The applicant sought review of the decision of the Tribunal by the Federal Magistrates Court (Scarlett FM). He claimed there that he did not receive a fair hearing from the Tribunal because the independent country information was not put to him by it, and that was a breach of s 424A(1) of the Migration Act 1958 (Cth). This assertion was rejected by the Federal Magistrate because, he held, the conduct of the Tribunal falls within the exception to the rule in s 424A(3)(a). He also challenged factual findings of the Tribunal. However, the Federal Magistrate held that these were findings open on the evidence before the Tribunal, and were unaffected by error.

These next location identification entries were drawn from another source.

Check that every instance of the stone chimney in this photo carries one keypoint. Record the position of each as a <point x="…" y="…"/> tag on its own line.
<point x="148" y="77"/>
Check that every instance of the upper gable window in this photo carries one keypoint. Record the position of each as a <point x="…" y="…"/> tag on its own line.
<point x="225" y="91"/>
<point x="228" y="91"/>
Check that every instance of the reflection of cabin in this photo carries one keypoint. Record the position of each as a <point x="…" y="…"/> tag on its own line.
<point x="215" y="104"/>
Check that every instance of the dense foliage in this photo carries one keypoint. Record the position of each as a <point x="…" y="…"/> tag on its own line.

As there was no jurisdictional error demonstrated, the Federal Magistrate dismissed the application.
The applicant appealed from the decision of the Federal Magistrate to the Federal Court of Australia (Buchanan J). The applicant there made general allegations that the Federal Magistrate's approach and conclusion were erroneous in failing to find jurisdictional error, and that there had been a denial of procedural fairness by the Tribunal. On 10 November 2006, the appeal was dismissed.
The applicant now seeks special leave to appeal to this Court. He makes the same claims as were advanced before the Federal Court, as well as arguing that the decision of the Tribunal and the first respondent's delegate were bound by the decision of this Court in Muin v Refugee Review Tribunal and Lie v Refugee Review Tribunal [2002] HCA 30; (2002) 76 ALJR 966 which should be applied in his favour. The application fails however to identify any legal questions for this Court to resolve. There was no error in the decision of the Federal Court, and accordingly, the application must be dismissed. Muin has no relevant application to this case. All such matters as should have been put to him or considered were put and became the subject of consideration by the Tribunal and the Courts below. An appeal would not, therefore, enjoy reasonable prospects of success.
Because the applicant is unrepresented, this application for special leave falls to be dealt with in accordance with rule 41.10 of the High Court Rules 2004. Pursuant to rule 41.10.5 we direct the Registrar to draw up, sign and seal an order dismissing this application and I publish the disposition signed by Justice Callinan and myself.